47 thoughts on “Hope for Novelists and Other Writers by da-AL”

  1. da-AL, The first time I heard the term “elevator speech” was in a class designed to help people in their job search. In my elevator speech, I was to say what I could do, what my qualifications were, what kind of job I wanted. I found my one-minute “elevator speech” was only effective if and when I ran into someone in a time-limited capacity whom I thought could possibly promote me in some nebulous manner (yep, sarcasm). Needless to say, I never used that speech after learning and rehearsing it in class.

    What I have found more effective first (long ago) in job searches, was expanding my list of contacts, and now currently, is by expanding my contacts to include other poets, other authors, even the publishers of same whenever possible. In this process, I have found a few whom I call friend … like you. I’m still not published, but “hope springs eternal.”

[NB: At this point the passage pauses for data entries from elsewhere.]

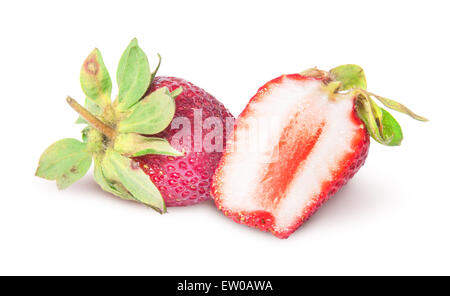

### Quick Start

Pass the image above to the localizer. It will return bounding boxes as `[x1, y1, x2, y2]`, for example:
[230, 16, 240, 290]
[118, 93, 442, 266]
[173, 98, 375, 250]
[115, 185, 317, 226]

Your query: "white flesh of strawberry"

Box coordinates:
[218, 76, 363, 231]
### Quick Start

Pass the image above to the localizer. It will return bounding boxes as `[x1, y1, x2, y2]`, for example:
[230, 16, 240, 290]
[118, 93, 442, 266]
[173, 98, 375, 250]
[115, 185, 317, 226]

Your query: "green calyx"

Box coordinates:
[300, 64, 428, 146]
[36, 39, 183, 213]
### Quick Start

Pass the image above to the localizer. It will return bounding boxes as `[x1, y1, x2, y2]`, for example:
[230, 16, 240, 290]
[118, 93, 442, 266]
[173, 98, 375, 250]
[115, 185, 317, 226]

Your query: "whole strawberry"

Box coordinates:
[212, 65, 426, 238]
[36, 39, 232, 213]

    Brava, da-Al on your two books. I hope to soon applaud their publication. Again, BRAVA, my friend.

    Liked by 2 people

    1. Many thanks for your support, Barbara — I’m sending you my best thoughts that your writing will be appreciated by a wide audience. I’d never heard of elevator speech used in non-publishing context. Indeed, your approach seems the most sane and satisfying 🙂

      Liked by 2 people

  2. Hello fellow writers & authors. The elevator pitch is, in fact, interesting. I would suggest an alternative method for getting your work published. My suggestion would be Kindle Publishing. The nugget often missed here is that, upon completion, you will have two bodies of work. Happy writing 🙂

    Liked by 2 people

  3. Thank you for posting this hilarious bunch of trailers, Daal. Yep, it’s the elevator pitch and the query letter that are bogging me down. I’ve written four novels (not counting the three I wrote for children decades ago) and I always lose courage at this end stage. BUT – three people knowledgeable about my topic from three perspectives are very supportive of my third book, the one about a family dealing with a loved one who suffers from Alzheimer’s disease. So how am I doing? Waiting for one more review and then I’m going to throw myself to the dogs – Garth Stein, where are you? I love dogs, and there are dogs in all my stories – maybe though, only as walk-ons.

    Wishing you the very best with your epistolary novel, Daal – even if it isn’t epistolary but simply extraordinary. (Have you read Salmon Fishing on the Yemen? Excellent!!) Yes, I’m one of your audience of followers.

    Liked by 2 people

    1. I’m so glad you’re getting positive feedback, Sharon. Indeed, I’m sure your book will be wonderful. You are a concise, vivid writer, & you are writing from your heart, with heart. A long time ago, I happened to go to a sort of writers group held at a bookstore. Someone asked what I was writing about & as soon as I told them, they gave me the most disappointed look. That’s when I learned to be picky about who I share inspiration with & that I’d rather have my story finished before I risk having someone take the wind out of my sails. I wish you the very best & am definitely among your followers too — it is such a gift to find someone who can relate so well ❤

      Liked by 1 person

  4. Good morning dear da-AL and thanks for sharing this story of perseverance and triumph. Very positive! Let me tell you that YOU are making me work extra in my second manuscript as that section of yours,” A nugget of Wisdom”, is straining my neuronal capacity. Can you imagine what it’s like to conceive and insert a sub-section for male education in the middle of an essay aimed for the ladies? Sometimes I feel that I have a thousand women whispering in my ear: “tell him this” or “tell him that.” Women. They make us work so hard. .Un baccione. Arrivederci!